Introduction

Ligament reconstruction for an anterior cruciate ligament (ACL) injury is one of the most common surgeries in developed countries. In the US, the annual incidence of ACL reconstruction has been reported to be 36.9 per 100,000 persons [10]. Currently two main reconstruction techniques are used: patellar tendon and hamstring autografts. Over the last few years, hamstring autografts have become the principal technique used, such as has been reported in Denmark where the proportion of hamstring autografts increased from 68% in 2005 to 85% in 2011 [26]. However, very few differences have clearly demonstrated between these two reconstruction techniques [1, 3, 6,7,8, 12, 28]. Patellar tendon autografts are more frequently associated with anterior knee pain [3, 6, 7, 18, 28] while hamstring autografts tend to evolve towards greater residual laxity [3, 12, 38]. Thus, the choice of technique is currently based primarily on the surgeon’s experience. Three Scandinavian studies in large populations published in 2014 [11, 22, 26] demonstrated that revision surgeries were more common after hamstring autografts compared to patellar tendon grafts, however two recent meta-analyses [9, 37] did not find hard evidence supporting this, and suggested that further studies are needed.

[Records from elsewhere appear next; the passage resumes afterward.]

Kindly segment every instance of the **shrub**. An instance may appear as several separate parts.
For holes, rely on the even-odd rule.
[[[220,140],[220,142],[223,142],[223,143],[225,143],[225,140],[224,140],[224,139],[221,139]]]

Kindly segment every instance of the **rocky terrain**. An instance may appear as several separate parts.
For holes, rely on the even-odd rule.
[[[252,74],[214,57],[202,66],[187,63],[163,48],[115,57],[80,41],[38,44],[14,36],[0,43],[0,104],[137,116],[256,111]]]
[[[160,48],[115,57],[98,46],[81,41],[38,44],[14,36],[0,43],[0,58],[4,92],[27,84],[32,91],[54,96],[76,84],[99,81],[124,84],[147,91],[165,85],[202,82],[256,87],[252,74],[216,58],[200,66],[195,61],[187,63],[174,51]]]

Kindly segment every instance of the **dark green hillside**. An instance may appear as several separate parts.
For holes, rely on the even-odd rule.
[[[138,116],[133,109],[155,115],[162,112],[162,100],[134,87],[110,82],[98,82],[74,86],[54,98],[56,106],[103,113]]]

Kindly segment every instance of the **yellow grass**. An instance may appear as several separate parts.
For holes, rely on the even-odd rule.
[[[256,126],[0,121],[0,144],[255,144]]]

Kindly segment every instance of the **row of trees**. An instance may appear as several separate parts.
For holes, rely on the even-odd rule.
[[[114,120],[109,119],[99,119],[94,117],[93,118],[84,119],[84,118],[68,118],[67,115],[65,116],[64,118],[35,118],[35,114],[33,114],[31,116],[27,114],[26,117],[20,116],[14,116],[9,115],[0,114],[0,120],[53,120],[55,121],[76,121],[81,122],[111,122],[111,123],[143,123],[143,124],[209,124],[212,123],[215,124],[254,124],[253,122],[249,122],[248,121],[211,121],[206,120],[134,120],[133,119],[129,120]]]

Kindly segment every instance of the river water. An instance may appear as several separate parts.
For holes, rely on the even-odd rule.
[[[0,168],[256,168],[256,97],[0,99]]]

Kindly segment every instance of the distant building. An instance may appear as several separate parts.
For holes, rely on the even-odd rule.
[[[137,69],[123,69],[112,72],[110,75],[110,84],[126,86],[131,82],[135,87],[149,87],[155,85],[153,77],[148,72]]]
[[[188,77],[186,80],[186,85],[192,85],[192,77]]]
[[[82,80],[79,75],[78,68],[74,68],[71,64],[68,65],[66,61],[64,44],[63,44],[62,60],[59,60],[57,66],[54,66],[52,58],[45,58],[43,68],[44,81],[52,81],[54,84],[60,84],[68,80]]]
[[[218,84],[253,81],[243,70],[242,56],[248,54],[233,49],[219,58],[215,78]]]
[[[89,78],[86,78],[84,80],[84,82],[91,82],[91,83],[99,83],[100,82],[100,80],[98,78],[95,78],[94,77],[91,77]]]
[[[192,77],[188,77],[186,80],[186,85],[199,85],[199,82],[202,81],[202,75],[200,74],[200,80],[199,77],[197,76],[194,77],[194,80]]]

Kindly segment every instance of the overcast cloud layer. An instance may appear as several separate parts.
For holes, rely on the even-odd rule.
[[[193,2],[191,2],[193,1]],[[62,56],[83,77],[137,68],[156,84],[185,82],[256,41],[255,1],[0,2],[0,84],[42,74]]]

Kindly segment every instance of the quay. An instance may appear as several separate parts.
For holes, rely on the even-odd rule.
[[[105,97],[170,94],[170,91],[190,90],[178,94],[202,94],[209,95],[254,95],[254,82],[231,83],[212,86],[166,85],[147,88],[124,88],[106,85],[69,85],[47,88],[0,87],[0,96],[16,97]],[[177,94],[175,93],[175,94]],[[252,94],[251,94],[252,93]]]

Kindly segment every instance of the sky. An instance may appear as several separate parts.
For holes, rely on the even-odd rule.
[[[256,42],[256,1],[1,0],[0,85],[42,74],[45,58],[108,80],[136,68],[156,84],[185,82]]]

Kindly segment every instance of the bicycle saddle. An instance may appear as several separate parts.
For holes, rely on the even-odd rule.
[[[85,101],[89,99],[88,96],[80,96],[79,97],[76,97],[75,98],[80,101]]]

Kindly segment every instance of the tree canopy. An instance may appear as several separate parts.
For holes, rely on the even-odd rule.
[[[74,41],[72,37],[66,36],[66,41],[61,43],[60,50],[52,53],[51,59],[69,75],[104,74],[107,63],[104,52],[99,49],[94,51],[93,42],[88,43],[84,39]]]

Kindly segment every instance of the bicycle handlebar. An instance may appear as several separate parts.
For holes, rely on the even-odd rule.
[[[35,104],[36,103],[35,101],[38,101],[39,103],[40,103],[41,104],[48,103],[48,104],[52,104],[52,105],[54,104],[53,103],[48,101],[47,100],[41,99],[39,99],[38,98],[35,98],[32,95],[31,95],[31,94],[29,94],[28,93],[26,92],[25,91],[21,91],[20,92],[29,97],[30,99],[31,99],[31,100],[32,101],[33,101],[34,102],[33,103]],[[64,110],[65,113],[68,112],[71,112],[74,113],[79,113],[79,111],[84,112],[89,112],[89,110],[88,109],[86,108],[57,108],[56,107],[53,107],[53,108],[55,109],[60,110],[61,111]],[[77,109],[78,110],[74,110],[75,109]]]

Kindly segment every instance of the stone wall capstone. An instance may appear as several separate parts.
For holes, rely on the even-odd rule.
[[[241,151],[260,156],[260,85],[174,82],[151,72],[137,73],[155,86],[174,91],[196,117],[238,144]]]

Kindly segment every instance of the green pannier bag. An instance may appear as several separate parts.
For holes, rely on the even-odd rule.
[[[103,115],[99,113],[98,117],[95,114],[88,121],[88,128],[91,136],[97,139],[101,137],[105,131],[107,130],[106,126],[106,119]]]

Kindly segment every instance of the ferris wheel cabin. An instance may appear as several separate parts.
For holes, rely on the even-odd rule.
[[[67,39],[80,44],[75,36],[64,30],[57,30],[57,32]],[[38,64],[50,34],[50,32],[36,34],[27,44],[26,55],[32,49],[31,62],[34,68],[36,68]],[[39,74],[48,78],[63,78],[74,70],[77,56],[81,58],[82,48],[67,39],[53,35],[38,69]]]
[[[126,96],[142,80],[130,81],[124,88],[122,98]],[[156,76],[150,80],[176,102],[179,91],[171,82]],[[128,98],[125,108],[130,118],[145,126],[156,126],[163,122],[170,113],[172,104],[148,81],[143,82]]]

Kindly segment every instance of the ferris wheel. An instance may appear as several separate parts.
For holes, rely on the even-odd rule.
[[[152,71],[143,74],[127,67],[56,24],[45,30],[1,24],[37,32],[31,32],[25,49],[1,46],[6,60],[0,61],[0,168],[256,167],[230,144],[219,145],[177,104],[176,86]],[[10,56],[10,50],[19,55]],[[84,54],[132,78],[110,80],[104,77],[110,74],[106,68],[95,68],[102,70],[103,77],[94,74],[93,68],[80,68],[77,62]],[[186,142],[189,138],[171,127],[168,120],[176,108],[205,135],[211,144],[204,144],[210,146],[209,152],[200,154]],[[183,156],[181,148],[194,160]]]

Published data vary, with notably all studies that demonstrate higher rates of revision surgeries being from the same country. We have hypothesized that graft failure was more frequent after hamstring autografts compared to patellar tendon grafts in a French population. We investigated the influence of the type of surgery on the frequency of graft failure and time to return to competition after an initial ligament reconstruction in a population of athletes, most of whom were performing at a competitive level. We have also evaluated the risk factors for failure across different types of sport.

Materials and methods

Athletes who had undergone an ACL autograft reconstruction and who received rehabilitation care at the European Center for Sports Rehabilitation (CERS; Capbreton, France) were screened for participation in this prospective cohort study. Initially, data from the screened population were entered in a computerized database, including complete surgical, medical, and sports-related data and patients were informed of the study. To be eligible, patients had to have undergone a classic surgical graft involving the patellar or hamstring tendon. Patellar tendon autografts required a transplant of the patellar tendon (bone–patellar tendon–bone), and two tunnels (a femoral and a tibial tunnel), and hamstring autografts required two hamstring muscles (semitendinosus and gracilis), folded over, with a single bundle and two tunnels (a femoral and a tibial tunnel). Patients undergoing any other surgery type were not included: hamstring autografts using only the semitendinosus, hamstring autografts with double bundle and four anatomic tunnels, and autografts with the tensor fasciae latae muscle or other specific surgeries. Patients with a history of ipsilateral and/or contralateral ACL rupture, osteotomy, chondroplasty, an associated complex ligament injury, or a ligament reconstruction combined with anterolateral ligament reconstruction were not included. Sports were analyzed according to discipline and were grouped according to the Arpège classification [5].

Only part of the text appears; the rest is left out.